Today, the most common approaches to obtaining non-invasive continuous measurements of ABP rely either on arterial volume clamping of the digital artery (such as the commercially available Finapres device) or the use of arterial tonometry of the radial artery. The main drawback in these cases is that the ABP waveform varies downstream the arterial tree. As a result, measuring the central pressure using peripheral arterial pressure can lead to poorer diagnostic performance.

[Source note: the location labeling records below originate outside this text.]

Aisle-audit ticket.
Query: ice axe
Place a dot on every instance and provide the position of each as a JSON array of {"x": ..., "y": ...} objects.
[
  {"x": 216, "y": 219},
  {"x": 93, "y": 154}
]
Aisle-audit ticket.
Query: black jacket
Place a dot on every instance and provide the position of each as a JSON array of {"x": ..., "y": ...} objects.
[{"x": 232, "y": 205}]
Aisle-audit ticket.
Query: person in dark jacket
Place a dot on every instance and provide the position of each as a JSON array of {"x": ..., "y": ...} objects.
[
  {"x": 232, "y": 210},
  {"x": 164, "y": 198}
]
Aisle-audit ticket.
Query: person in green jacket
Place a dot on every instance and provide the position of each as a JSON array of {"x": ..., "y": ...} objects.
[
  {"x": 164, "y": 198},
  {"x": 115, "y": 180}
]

"It is known that ABP pulse wave propagation and reflection occur downstream the arterial tree, which can lead to a change in the waveform morphology from central to peripheral arteries," commented Chin. "This is likely to produce inaccurate estimation of central ABP, especially the systolic pressure."

Studying the STAbp

The STAbp device developed by Chin and his Leicester-based colleague Ronney Panerai uses a variety of optical sensors and pneumatic components to perform arterial volume clamping and photoplethysmography. This system is mounted on a head frame, which is placed on the patient, and is controlled from a desktop computer.

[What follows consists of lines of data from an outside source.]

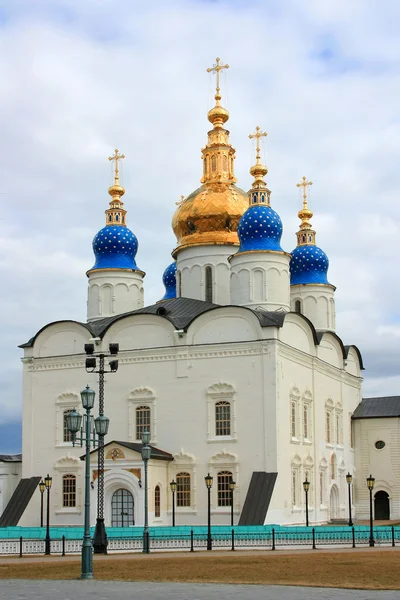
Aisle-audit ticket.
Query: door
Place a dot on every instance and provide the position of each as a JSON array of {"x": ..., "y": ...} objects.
[
  {"x": 122, "y": 509},
  {"x": 382, "y": 509}
]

To measure the ABP, the STAbp device first goes through what the authors have called an open-loop procedure. Here, a suitable photoplethysmogram of the STA is selected and monitored through a range of compressing pressures. Once this procedure has been completed, a closed-loop procedure is activated to monitor the ABP continuously. The real-time ABP waveform can also be displayed on a screen.

Chin and Panerai carried out a test on 19 healthy volunteers to compare the performance of the STAbp against the Finapres device. The five parameters assessed were: resting ABP; drift; ABP bandwidth; frequency response and magnitude squared coherence; and isometric exercise. Finally, statistical analysis was performed to evaluate the relative performance of the STAbp compared with the Finapres.

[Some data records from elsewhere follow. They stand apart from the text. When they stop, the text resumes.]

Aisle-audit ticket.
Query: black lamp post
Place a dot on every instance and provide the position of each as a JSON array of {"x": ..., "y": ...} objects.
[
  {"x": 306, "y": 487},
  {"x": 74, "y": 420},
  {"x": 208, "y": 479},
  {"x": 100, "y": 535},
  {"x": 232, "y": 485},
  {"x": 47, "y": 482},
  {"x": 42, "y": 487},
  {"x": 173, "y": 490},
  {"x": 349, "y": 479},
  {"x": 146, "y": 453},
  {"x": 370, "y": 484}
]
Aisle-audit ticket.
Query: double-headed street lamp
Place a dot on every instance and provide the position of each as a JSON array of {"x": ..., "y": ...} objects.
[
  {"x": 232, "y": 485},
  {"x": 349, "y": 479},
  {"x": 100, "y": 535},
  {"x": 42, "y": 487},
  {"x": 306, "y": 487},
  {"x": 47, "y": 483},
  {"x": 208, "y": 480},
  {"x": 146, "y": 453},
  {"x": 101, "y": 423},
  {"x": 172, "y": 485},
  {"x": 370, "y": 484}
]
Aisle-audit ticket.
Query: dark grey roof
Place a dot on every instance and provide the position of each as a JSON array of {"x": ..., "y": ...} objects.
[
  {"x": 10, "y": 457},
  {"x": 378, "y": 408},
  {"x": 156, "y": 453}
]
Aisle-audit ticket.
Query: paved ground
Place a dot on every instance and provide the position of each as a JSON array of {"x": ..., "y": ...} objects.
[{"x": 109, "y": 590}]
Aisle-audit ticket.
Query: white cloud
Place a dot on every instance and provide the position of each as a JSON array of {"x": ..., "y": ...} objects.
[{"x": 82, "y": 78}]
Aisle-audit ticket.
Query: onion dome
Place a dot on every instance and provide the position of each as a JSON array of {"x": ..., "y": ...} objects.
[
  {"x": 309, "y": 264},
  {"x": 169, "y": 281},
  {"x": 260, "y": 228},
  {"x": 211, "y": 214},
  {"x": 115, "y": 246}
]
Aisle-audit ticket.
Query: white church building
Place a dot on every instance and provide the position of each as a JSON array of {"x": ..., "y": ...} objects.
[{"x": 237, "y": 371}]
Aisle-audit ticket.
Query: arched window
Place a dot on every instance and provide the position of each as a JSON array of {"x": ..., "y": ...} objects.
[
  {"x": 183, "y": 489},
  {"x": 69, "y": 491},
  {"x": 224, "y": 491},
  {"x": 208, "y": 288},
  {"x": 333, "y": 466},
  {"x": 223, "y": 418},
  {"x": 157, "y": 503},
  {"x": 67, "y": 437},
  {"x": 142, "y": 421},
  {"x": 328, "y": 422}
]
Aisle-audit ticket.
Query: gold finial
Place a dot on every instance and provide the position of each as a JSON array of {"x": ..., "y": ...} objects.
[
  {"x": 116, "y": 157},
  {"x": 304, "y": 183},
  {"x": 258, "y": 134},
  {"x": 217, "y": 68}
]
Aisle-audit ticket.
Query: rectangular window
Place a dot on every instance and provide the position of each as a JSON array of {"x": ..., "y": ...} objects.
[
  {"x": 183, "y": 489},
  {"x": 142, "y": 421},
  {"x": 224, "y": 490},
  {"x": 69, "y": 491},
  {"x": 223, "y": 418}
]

"We were pleased to see that the STAbp provided ABP waveforms in good agreement with the Finapres, and that it also responded similarly to dynamic manoeuvres like a hand-grip, without showing any additional signal drift," noted Chin. "Our motivation is not to replace the Finapres in all its applications, but rather to be a better alternative in specific areas. STAbp could be particularly advantageous for dynamic measurements of ABP during changes in head height, like tilting or sit-to-stand manoeuvres in conjunction with studies of cerebral haemodynamics."

Moving forward

Thanks to these encouraging results, the researchers are keen to validate the performance of the STAbp against the gold standard ascending aortic ABP measurement.

"We would also like to evaluate the accuracy and reliability of the STAbp in different age groups and patients with specific cardiovascular pathologies such as hypertension, cerebral autoregulation abnormality and autonomic dysfunction," said Chin. "Ultimately, we would like to commercialize the STAbp device for applications which require continuous ABP waveforms."